Event summary combining transcript, slides, and related documents.

Logotype for RateGain Travel Technologies Limited

Q3 25/26 earnings summary

16 Feb, 2026

Executive summary

  • Q3 FY 2026 was transformative, marked by the Sojern acquisition, creating a leading AI-driven travel tech platform serving over 13,000 brands globally and driving 94% year-on-year revenue growth and robust free cash flow.

  • Integration of Sojern delivered $12 million in annualized cost savings within 100 days, with full impact expected from Q1 FY 2027.

  • Focused on scalable growth, unified go-to-market structure, and sustainable profitability supported by a strong balance sheet.

  • Unaudited standalone and consolidated financial results for the quarter and nine months ended December 31, 2025, were approved and reviewed by the Board and auditors.

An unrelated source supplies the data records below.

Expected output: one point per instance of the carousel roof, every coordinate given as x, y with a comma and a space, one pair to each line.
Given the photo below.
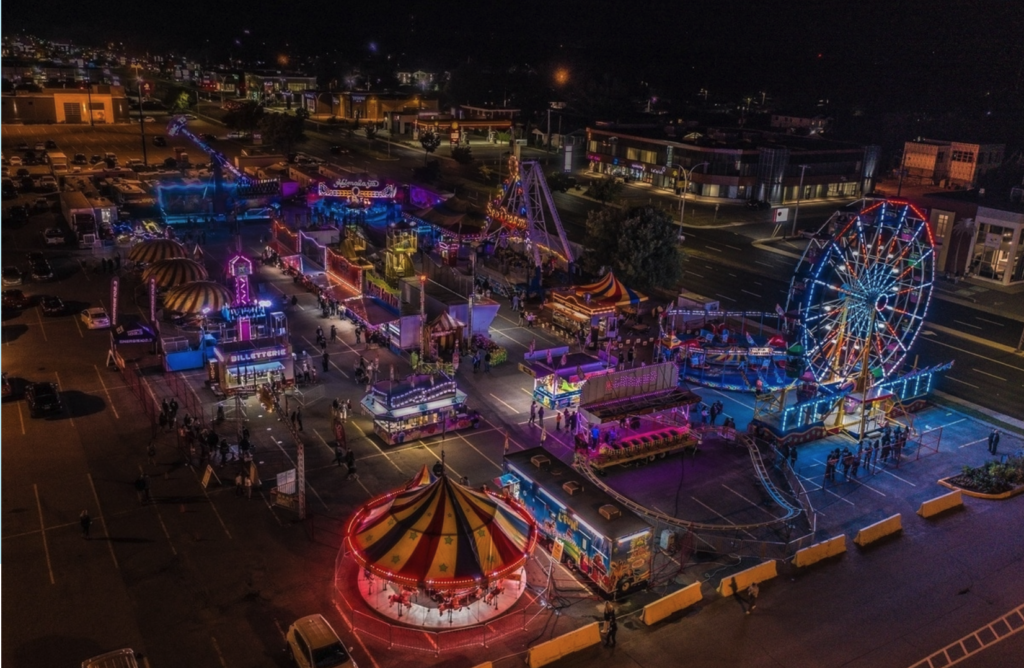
198, 296
174, 272
610, 289
156, 249
441, 535
456, 216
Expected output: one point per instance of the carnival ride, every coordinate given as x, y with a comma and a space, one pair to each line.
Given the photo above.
526, 212
857, 299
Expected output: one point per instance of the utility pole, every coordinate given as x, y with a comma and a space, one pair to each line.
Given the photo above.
800, 194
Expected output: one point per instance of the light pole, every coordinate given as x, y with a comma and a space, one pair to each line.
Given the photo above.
800, 194
141, 123
686, 186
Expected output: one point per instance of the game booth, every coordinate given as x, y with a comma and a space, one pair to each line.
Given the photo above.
559, 376
634, 416
438, 554
580, 524
595, 308
417, 407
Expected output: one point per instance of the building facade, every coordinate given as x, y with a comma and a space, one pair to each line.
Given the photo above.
92, 105
734, 164
950, 164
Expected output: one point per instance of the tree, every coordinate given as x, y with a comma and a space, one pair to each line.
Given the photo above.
604, 190
245, 117
638, 244
429, 141
282, 130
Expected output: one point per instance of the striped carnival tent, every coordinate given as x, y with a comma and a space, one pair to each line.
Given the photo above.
197, 297
610, 289
174, 272
156, 249
441, 536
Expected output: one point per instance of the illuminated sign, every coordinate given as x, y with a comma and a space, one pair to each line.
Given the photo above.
353, 190
260, 355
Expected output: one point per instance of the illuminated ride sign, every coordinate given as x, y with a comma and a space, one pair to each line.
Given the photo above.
370, 190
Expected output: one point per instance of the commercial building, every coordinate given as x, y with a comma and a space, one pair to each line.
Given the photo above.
733, 163
95, 105
950, 164
979, 234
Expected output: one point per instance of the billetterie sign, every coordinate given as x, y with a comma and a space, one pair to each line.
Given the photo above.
361, 189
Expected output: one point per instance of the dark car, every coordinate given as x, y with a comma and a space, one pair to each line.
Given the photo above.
52, 306
42, 270
43, 399
14, 299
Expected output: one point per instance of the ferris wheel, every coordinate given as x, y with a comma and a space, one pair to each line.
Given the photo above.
862, 292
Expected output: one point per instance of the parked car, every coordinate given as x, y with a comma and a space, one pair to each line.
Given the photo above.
12, 276
43, 399
314, 644
52, 306
14, 299
95, 318
53, 237
42, 270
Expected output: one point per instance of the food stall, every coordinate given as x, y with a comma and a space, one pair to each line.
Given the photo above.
580, 524
418, 407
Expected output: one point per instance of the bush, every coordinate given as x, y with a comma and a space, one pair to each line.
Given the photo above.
991, 477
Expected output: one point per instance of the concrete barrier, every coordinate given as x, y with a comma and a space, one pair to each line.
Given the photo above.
555, 649
879, 530
941, 504
824, 549
743, 579
655, 612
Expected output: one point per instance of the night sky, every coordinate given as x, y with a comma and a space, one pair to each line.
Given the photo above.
905, 54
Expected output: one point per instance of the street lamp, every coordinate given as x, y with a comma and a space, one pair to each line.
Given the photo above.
686, 185
800, 194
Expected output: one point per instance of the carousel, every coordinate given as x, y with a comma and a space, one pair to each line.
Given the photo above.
438, 554
596, 308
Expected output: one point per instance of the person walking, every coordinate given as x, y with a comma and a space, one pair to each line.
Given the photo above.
752, 596
609, 638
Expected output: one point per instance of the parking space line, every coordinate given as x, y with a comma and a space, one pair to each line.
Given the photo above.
42, 530
111, 401
102, 519
41, 327
758, 505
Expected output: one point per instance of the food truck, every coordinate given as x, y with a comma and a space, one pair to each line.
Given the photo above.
418, 407
580, 524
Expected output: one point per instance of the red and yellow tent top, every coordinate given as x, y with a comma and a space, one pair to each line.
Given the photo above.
605, 295
440, 535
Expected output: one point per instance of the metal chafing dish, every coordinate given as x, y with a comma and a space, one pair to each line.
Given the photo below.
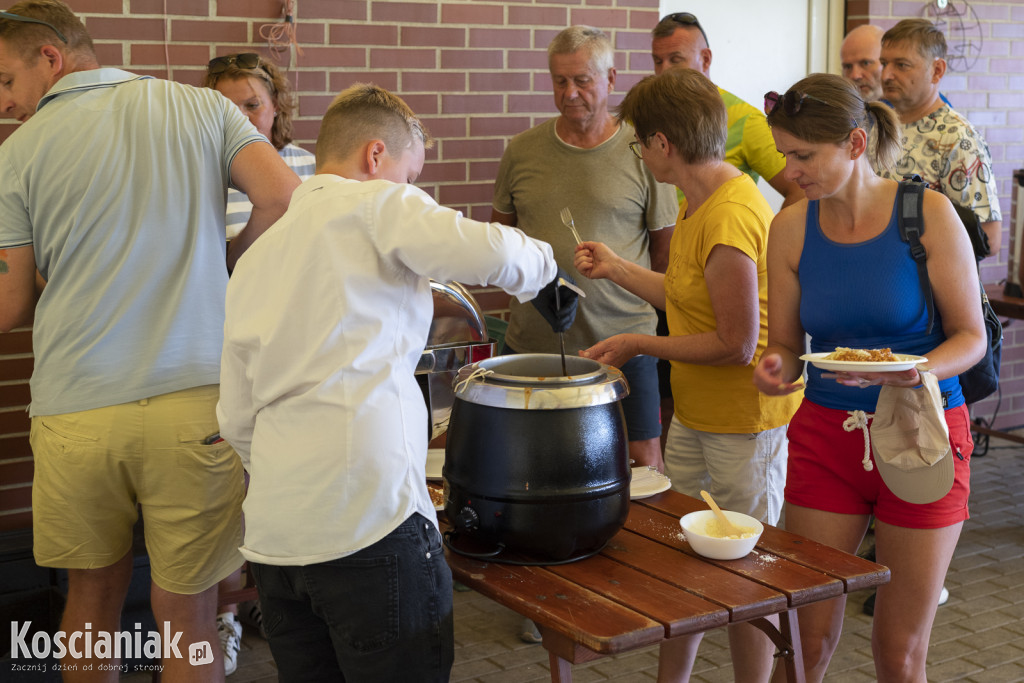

  • Results include the impact of the acquisition of Sojern Inc. and its subsidiaries, completed on November 6, 2025.

Financial highlights

  • Q3 FY2026 operating revenue grew 94% year-on-year to INR 5,400.3 million, including two months of Sojern revenue; 9MFY2026 revenue up 35.8% to INR 11,080.0 million.

  • Q3 EBITDA increased 41.7% YoY to INR 871.2 million (16.1% margin); 9MFY2026 EBITDA up 11.1% to INR 1,904.2 million (17.2% margin).

  • Q3 PAT declined 53.2% YoY to INR 264.5 million due to one-time acquisition expenses; adjusted PAT (excluding one-time costs) was INR 611 million, up 8% YoY.

  • Cash flow from operations for nine months was INR 1,500 million; Q3 alone generated INR 700 million.

  • Net worth stood at INR 18,600 million, with cash and equivalents at INR 3,617.1 million and net debt at INR 8,800 million as of December 31.

Outlook and guidance

  • Confident of beating FY 2026 organic revenue and EBITDA guidance; Q4 expected to deliver double-digit organic growth.

  • Full-year organic EBITDA margin expected between 17.5%-18%; Sojern's EBITDA margin expected to reach 18.5%-19.5% post-synergies.

  • Long-term sustainable consolidated EBITDA margin targeted at 18%-18.5%, with reinvestment of excess margins for growth.

  • FY 2027 guidance to be issued in May, but double-digit organic growth is anticipated.

  • Integration of Sojern progressing well, with cost synergies and organizational alignment underway.